Baja Chicken and Slaw Sandwiches

Posted by Vanessa in Cooking, August 22, 2011

By no means am I the Sandwich Queen, but every once in a while I love a well-executed one for dinner.  (Did you guys watch The Next Food Network Star?  I was thrilled when Jeff, aka The Sandwich King, won and then equally disappointed to find out his show airs on Sunday mornings when, barring one of our kiddos being sick, we are never home.  I can’t understood why they run new shows every Sunday morning…seriously, Food Network, not cool.)  But anyways, back to the matter at hand.  I loved this sandwich. The grilled chicken is elevated to another level with this slightly spicy, crunchy slaw with a cool, creamy sauce and who, tell me who, doesn’t like a little Hawaiian bread.  That stuff rocks.  This is one sandwich I wouldn’t mind having again and again.

And as to why I’ve been all but absent from the blogosphere this summer, I briefly mentioned it before, but I’ve been cooking up something sweet as can be, and she’s finally here with us.

Our new baby girl joined our family earlier this month and we couldn’t be more thrilled.  And we’ve been very, very busy showering her with love and teaching how to give “gentle” kisses and hugs.  As you can imagine, with two toddlers and a newborn, blogging hasn’t exactly been easy to find time for of late, but I’m hoping to be able to get back into it soon.  I sure haven’t stopped trying new recipes, to that I’m afraid I’m forever addicted, but actually getting pictures of these recipes, and getting them online with recipes seems a bit daunting right now.  But stick with me, I do think I’ll come around.

So until next time, here’s a delicious sandwich perfect for a summer evening meal.  Enjoy!

Baja Chicken and Slaw Sandwiches

recipe slightly adapted from Taste of Home, August and September 2011
Details
  • Prep Time: 30 minutes.
  • Cook Time: 10 minutes.
  • Ready in 40 Minutes.
  • Makes: 4 Servings
Ingredients
  • 1/4 cup reduced-fat sour cream
  • 1/2 teaspoon grated lime zest
  • 2-1/4 teaspoon lime juice, divided
  • 1 cup coleslaw mix
  • 1 tablespoon finely chopped sweet onion
  • 2 tablespoons minced fresh cilantro
  • 2 teaspoons finely chopped seeded jalapeno pepper
  • 1 teaspoon sugar
  • 2 boneless skinless chicken breast halves, sliced widthwise through the middle to make 4 skinny pieces
  • 1/2 teaspoon ground cumin
  • 1/2 teaspoon chili powder
  • 1/4 teaspoon salt
  • 1/4 teaspoon coarsely ground black pepper
  • 4 Hawaiian sweet rolls, split
  • 4 lettuce leaves
  • 4 slices tomato
Directions
  • In a small bowl, combine the sour cream, lime zest and 1/4 teaspoon lime juice.
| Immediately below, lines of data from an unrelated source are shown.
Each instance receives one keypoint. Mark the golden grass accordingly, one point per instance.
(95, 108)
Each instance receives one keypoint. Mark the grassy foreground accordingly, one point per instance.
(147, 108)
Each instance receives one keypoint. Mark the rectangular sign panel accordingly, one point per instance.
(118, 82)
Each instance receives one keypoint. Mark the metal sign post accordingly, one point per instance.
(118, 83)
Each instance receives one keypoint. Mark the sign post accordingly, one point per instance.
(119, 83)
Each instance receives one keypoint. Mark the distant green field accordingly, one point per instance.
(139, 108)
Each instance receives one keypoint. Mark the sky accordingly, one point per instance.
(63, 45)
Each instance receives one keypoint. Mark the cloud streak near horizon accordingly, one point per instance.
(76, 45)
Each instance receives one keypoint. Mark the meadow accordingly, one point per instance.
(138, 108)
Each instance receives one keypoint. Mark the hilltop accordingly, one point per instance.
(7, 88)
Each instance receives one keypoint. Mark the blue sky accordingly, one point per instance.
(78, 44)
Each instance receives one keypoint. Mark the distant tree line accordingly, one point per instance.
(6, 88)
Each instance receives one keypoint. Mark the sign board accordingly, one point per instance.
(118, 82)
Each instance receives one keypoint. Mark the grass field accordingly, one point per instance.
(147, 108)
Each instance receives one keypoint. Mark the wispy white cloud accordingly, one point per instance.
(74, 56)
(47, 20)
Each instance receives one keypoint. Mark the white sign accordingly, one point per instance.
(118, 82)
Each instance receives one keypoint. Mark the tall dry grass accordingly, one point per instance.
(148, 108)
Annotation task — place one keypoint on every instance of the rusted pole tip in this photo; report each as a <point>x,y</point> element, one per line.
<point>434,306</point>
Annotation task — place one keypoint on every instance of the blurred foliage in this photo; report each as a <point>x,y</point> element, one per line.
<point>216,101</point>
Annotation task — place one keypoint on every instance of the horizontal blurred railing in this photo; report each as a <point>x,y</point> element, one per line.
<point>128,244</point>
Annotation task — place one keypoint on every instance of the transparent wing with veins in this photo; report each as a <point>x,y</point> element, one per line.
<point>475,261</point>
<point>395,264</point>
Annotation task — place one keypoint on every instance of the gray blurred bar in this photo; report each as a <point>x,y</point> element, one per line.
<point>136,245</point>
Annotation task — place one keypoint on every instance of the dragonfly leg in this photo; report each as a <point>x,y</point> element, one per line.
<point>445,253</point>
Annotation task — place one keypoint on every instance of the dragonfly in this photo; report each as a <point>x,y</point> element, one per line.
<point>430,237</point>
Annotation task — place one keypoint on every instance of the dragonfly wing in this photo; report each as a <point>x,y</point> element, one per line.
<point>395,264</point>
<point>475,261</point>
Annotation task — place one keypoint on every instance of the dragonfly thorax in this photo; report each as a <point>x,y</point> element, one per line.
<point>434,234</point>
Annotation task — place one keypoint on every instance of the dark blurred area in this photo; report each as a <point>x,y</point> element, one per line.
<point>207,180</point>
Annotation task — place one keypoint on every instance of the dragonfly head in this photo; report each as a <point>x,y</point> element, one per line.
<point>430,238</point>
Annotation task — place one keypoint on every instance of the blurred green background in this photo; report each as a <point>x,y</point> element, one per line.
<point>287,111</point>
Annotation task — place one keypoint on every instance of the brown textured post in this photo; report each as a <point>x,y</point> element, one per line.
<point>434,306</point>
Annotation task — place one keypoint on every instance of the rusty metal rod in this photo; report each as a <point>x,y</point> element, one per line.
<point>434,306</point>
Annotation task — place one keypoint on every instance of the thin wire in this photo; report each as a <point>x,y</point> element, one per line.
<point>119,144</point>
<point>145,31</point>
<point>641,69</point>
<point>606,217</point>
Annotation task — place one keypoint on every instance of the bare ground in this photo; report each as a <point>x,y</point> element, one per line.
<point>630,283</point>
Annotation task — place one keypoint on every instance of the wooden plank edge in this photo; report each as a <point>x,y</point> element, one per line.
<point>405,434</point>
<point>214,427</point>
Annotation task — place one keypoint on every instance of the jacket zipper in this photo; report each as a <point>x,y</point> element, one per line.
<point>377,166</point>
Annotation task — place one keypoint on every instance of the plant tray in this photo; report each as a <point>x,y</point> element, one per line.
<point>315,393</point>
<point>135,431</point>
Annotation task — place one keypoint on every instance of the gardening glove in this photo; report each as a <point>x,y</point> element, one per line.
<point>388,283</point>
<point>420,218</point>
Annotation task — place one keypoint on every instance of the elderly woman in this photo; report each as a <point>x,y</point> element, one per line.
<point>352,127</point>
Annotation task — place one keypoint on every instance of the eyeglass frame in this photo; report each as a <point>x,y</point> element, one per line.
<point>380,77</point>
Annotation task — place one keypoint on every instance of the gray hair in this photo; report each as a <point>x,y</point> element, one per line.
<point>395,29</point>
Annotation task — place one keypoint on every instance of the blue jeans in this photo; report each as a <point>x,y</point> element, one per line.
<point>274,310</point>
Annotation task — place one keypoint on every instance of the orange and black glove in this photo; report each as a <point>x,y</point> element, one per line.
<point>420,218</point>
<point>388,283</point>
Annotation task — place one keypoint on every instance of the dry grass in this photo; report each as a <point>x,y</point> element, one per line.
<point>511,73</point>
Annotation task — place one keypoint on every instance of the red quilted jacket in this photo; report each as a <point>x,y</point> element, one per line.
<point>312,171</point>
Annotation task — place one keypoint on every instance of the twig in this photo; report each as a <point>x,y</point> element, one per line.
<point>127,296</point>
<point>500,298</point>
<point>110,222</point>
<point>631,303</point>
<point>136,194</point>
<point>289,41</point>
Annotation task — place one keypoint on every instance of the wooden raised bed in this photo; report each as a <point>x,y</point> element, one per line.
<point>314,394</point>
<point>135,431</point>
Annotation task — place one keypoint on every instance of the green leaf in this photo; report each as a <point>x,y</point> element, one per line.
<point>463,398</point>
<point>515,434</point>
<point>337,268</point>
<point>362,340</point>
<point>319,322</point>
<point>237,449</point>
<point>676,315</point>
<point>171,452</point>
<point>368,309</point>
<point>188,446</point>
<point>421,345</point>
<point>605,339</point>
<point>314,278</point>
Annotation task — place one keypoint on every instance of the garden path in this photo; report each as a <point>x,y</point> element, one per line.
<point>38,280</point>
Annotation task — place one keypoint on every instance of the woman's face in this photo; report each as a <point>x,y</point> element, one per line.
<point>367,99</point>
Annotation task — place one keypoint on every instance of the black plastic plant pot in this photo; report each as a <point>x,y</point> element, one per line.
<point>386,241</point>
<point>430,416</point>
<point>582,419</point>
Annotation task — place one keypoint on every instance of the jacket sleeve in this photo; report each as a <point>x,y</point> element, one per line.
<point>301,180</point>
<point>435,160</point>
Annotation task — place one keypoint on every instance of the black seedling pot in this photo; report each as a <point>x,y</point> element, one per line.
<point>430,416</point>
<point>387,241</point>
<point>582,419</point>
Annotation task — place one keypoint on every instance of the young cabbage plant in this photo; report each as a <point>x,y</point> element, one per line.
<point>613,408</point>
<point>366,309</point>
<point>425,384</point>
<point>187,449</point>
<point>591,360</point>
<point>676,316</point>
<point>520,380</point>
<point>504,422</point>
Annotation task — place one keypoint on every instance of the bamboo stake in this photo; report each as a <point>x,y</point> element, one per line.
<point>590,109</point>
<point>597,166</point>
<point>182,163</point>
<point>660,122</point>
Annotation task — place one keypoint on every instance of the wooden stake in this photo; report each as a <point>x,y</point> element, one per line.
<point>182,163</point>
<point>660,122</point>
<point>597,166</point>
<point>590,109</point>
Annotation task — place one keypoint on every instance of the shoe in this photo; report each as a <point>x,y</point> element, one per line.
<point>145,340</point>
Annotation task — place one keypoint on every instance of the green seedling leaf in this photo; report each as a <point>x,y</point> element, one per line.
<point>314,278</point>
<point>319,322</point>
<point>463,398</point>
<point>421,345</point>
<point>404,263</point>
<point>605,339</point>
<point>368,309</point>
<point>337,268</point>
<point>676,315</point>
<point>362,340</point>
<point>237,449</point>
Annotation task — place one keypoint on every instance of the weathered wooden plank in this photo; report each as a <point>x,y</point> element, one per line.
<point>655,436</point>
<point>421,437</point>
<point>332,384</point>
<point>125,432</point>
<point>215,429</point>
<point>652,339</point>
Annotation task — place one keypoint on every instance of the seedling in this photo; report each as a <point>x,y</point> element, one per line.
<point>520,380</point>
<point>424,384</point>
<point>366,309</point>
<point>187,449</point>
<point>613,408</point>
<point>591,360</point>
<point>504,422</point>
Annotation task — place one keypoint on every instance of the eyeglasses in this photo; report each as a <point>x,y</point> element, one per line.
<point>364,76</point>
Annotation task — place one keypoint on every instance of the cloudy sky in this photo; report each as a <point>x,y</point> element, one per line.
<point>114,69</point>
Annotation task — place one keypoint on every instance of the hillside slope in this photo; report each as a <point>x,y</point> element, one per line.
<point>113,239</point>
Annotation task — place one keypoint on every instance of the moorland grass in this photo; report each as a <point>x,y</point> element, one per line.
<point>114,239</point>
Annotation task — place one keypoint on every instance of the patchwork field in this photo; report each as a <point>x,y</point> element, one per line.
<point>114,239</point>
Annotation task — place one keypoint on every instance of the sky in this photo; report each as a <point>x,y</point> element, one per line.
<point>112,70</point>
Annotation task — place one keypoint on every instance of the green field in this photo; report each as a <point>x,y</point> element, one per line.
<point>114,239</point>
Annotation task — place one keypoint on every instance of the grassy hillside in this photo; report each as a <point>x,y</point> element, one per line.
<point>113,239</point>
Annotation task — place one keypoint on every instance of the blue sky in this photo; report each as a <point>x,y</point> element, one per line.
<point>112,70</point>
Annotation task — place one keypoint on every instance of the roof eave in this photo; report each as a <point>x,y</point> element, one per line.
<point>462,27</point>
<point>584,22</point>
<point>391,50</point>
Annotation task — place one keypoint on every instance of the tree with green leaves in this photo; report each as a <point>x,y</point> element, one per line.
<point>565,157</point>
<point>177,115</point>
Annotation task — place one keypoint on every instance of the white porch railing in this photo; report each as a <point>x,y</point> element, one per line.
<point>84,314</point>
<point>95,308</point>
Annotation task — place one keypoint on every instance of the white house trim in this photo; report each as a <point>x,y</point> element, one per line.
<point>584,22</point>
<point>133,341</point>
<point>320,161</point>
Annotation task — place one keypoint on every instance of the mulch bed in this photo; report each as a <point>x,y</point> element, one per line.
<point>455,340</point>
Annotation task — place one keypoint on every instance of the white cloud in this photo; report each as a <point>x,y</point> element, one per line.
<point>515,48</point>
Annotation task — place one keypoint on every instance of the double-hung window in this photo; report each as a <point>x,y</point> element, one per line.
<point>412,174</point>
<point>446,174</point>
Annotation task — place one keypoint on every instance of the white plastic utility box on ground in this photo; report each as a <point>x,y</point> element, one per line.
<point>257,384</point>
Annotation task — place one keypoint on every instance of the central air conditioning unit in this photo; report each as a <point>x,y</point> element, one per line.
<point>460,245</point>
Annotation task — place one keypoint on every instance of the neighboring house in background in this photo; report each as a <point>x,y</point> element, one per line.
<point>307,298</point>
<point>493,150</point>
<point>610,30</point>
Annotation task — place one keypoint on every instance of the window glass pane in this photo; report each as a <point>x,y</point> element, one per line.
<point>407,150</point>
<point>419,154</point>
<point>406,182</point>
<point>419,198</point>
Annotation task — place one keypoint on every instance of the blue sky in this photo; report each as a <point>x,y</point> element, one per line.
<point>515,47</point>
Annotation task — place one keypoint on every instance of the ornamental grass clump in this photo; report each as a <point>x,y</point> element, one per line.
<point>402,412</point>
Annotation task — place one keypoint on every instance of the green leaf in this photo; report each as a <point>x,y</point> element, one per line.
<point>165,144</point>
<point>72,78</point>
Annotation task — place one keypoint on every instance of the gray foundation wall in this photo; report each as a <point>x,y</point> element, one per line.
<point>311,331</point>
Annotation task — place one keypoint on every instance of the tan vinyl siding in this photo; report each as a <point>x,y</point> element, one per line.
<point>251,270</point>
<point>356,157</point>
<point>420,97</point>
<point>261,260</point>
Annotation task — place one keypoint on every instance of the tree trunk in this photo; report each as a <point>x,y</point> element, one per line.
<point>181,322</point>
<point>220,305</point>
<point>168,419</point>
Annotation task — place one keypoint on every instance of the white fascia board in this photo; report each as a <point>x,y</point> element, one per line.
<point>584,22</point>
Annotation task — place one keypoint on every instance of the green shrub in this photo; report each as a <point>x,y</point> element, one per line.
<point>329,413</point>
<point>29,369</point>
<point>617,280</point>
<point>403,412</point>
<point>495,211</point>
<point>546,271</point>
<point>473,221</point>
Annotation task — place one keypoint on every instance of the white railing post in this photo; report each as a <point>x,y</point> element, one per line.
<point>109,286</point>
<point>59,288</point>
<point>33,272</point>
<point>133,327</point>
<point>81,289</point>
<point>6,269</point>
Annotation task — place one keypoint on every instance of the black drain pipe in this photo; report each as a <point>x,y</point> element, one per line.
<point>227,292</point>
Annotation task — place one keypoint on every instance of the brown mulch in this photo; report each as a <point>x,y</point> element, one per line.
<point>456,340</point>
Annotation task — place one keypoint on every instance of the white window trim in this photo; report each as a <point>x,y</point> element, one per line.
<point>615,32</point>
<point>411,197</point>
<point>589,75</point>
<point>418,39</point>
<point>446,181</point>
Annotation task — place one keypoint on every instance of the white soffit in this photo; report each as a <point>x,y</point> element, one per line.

In a medium bowl, combine the coleslaw, onion, cilantro, jalapeno, 2 teaspoons lime juice and sugar. Cover both and chill until ready to serve.
  • Season chicken with cumin, chili powder, salt and pepper. Grill chicken over medium heat for 4 to 7 minutes on each side, or until cooked through.
  • Grill rolls, cut side down, for 30-60 seconds or until toasted. Serve chicken on rolls with lettuce, tomato, sauce and slaw.